Extracting knowledge from big databases and from document databases has long been a challenge. This session presents a small example: the case of the literature review that every researcher performs in the course of their studies. Most researchers do a literature review and manage their own document database. There are several tools available to do that (e.g., EndNote, Mendeley, Word, and Excel) but those tools just provide a bibliography.

When retrieving quantitative information (a list of concepts or items) there is a severe lack of functionality. The case proposed for this session is a “little brother” of the general problem and the approach, methodology, and principles used in this example are the same as those used in bigger cases, although the IT tools required are much simpler. When searching for concepts in a document database (e.g., ideas, subjects) it is necessary to perform a previous concept analysis to define the keywords which will be used later on; however, when searching for items (e.g., to compile a list of risks), the task is easier because it merely consists of finding words in the text.

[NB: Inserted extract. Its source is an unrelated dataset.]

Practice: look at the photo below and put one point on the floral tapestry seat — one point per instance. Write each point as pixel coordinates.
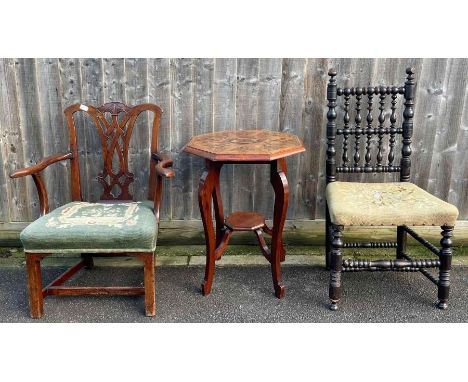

Attendees will learn the keys to creating a big document database, to extracting information from it according to their predefined breakdown structure, and to obtaining a ranked list of concepts and items to define priorities and to make decisions. Those results are relevant for researchers and they are an example of what companies could do to organize and use their stored information simply and effectively.

Speaker profiles

Dr. Vegas‐Fernández has been CIO for more than 25 years in several Spanish IBEX-35 companies, Organization Manager for 10 years, and Risk Manager for 3 years, and has researched for 6 years writing a doctoral thesis. He has received two Best Innovation Idea awards related to Competitive Intelligence applied to risk assessment. He has been a member of professional associations such as ASIS, CIONET, ARIA, and Agers (FERMA).

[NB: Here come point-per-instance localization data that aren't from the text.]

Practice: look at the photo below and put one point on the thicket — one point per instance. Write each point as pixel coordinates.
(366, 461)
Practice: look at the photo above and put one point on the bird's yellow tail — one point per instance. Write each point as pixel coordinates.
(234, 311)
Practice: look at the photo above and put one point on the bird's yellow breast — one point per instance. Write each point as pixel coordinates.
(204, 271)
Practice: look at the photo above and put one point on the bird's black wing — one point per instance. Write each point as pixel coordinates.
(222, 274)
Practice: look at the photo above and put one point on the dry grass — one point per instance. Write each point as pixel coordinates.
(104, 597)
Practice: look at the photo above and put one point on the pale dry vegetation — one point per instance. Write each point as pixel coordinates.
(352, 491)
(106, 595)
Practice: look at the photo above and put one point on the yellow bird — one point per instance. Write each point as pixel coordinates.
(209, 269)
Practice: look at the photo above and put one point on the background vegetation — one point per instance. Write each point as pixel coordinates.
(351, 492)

His broad experience helps him to focus on the board’s needs with an overall view of the business. He has published articles about IT and risk in indexed journals and has given conferences in PMI (Valencia Chapter), Institute for Competitive Intelligence, Agers Annual Congress, and others. As a professor, he has given lectures at the university in Master’s programs about IT, risks and the construction industry. He currently researches at Universidad Politécnica de Madrid and is Executive Advisor at IDC.